Thirteenth Lake is almost entirely surrounded by the 114,000-acre Siamese Ponds Wilderness, and only electric trolling motors are allowed at the popular paddling, camping, and cross-country skiing destination. Brook trout, loons and other wildlife populate its waters.
While there are no homes built directly on the lakeshore, the 635 acres of the owners association includes about 100 properties on a hilly area near the northeastern section of the lake, including Garnet Hill Lodge. The association shares the last slice of privately-owned shoreline but has protected it with deed restrictions. The association owns a private beach and dock to launch kayaks and canoes.
Now, the state owns the rest of the 329-acre lake’s 4.5 miles of shoreline.
“When we mapped it, we realized this is the only piece of shore in what is otherwise entirely surrounded by wilderness.”— Mike Carr, executive director of the land trust
Carr said the trust started to hear from people in the area that the property was going up for sale. Staff visited the property’s owners William and Elise Widlund, who bought it in 2005, and found receptive partners, Carr said.
The trust bought the parcel for $550,000 after garnering a non-binding letter of intent that the state would ultimately purchase the land. The trust is currently holding five other parcels totaling 770 acres and an estimated value of over $1 million expected to eventually transfer to the state.
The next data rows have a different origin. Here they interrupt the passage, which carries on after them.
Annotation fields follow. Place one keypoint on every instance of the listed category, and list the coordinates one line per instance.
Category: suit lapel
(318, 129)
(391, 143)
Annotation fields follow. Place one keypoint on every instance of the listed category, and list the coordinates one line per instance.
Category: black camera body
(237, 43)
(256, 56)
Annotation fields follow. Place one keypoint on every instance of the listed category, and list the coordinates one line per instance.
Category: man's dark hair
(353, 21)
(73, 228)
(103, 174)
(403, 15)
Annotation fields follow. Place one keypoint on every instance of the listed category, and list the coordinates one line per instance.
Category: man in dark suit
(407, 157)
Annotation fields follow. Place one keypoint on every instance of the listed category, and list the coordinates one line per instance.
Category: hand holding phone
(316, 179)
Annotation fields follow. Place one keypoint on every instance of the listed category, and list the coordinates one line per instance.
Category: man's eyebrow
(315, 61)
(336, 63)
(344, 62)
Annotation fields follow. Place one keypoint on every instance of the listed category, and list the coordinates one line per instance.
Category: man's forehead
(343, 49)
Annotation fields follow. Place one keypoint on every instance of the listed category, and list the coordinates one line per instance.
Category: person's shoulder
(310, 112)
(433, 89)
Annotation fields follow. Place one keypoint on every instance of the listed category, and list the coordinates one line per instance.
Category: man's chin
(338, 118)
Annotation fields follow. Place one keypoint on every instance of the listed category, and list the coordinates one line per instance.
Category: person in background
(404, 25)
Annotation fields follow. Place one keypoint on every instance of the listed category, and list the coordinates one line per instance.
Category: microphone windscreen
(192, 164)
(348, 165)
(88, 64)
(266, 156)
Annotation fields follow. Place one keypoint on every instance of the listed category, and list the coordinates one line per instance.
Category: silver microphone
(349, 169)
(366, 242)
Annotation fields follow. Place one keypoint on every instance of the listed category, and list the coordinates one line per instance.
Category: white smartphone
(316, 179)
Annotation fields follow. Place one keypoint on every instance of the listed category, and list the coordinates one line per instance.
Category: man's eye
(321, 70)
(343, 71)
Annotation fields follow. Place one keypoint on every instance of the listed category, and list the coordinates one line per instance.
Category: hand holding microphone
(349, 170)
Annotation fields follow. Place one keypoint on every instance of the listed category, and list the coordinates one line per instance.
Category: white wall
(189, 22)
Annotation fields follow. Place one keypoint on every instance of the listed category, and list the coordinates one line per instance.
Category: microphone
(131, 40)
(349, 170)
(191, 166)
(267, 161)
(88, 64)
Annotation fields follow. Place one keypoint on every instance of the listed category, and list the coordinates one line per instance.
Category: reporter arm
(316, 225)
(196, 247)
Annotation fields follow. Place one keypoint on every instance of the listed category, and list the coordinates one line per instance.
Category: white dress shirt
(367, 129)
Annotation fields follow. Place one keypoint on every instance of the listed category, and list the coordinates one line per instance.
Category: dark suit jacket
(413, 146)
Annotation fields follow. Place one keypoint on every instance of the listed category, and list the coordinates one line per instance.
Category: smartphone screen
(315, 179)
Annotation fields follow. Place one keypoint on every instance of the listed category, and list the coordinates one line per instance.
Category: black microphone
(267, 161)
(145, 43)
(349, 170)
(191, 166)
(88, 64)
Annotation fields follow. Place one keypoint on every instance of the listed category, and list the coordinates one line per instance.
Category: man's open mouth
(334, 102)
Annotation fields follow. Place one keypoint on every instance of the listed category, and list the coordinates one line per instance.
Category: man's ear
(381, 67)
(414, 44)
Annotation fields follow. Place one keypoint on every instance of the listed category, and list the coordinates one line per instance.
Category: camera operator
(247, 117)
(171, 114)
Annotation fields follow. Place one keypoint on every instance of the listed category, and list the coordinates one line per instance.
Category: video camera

DEC Commissioner Basil Seggos in a statement thanked the trust “for their continued partnership and ongoing efforts to protect natural resources in the Adirondacks” and promised to work with “all partners in effectively managing this new acquisition.” The Adirondack Park Agency will review the parcel before determining a classification, according to DEC.
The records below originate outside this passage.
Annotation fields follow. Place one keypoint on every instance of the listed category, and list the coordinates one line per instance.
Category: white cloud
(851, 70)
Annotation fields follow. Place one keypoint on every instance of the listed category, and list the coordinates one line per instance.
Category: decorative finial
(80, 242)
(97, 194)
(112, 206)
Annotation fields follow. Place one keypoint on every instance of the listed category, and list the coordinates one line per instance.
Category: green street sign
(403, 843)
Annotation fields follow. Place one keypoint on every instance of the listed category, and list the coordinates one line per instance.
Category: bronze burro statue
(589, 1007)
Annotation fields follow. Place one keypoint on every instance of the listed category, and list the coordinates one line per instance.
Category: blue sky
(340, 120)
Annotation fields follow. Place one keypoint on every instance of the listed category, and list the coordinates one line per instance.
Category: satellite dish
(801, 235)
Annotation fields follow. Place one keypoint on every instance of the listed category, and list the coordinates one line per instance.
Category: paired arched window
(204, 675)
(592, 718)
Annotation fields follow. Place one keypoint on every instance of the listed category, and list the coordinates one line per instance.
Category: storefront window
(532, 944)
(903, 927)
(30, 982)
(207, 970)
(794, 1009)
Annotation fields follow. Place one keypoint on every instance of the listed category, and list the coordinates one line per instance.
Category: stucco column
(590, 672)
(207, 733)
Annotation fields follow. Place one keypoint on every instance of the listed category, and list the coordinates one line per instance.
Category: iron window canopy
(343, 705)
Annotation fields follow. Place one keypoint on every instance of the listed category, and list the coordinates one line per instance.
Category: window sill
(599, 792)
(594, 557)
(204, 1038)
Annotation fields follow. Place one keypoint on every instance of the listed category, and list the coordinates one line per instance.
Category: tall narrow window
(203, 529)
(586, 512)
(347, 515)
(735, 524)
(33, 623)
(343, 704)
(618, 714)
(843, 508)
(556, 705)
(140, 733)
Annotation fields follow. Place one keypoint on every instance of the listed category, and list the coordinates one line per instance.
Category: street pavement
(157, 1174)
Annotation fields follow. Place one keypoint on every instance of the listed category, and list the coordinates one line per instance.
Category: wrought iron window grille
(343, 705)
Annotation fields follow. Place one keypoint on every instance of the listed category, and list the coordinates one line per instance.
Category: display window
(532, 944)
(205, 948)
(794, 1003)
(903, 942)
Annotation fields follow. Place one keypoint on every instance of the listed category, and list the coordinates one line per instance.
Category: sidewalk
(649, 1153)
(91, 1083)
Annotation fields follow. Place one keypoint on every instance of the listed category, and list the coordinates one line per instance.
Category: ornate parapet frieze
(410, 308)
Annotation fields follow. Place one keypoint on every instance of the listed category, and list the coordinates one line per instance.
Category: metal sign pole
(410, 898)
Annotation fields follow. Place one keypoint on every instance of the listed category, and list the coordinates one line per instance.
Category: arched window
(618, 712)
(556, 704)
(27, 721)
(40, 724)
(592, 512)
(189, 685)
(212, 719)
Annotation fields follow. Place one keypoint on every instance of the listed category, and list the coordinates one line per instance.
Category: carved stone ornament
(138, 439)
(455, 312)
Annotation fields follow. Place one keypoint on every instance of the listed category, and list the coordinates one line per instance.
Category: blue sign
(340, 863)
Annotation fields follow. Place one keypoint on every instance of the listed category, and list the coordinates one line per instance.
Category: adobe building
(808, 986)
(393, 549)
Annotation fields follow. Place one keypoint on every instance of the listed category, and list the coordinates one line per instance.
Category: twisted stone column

While small in total acreage, the purchase completes protection of the shore of one of the park’s most accessible wilderness lakes. A gravel path leads from a parking lot past a handful of popular campsites to a canoe and kayak launch. A trail along the western shore leads to Peaked Mountain, Hour Pond and deeper into the park’s third largest wilderness area. Carr said he expected the land would eventually be added to the wilderness area.
“One of the truly remarkable things with Thirteenth Lake is it’s a wilderness experience you can access with a wheelchair,” Carr said.
The Town of Johnsburg also supported the project with a unanimous resolution supporting a transfer to the state in 2020.
“Protection of year-round outdoor recreation is vital—not only to the local economy, but to benefit the health and well-being of residents as well,” Johnsburg Supervisor Andrea Hogan said in a statement this week.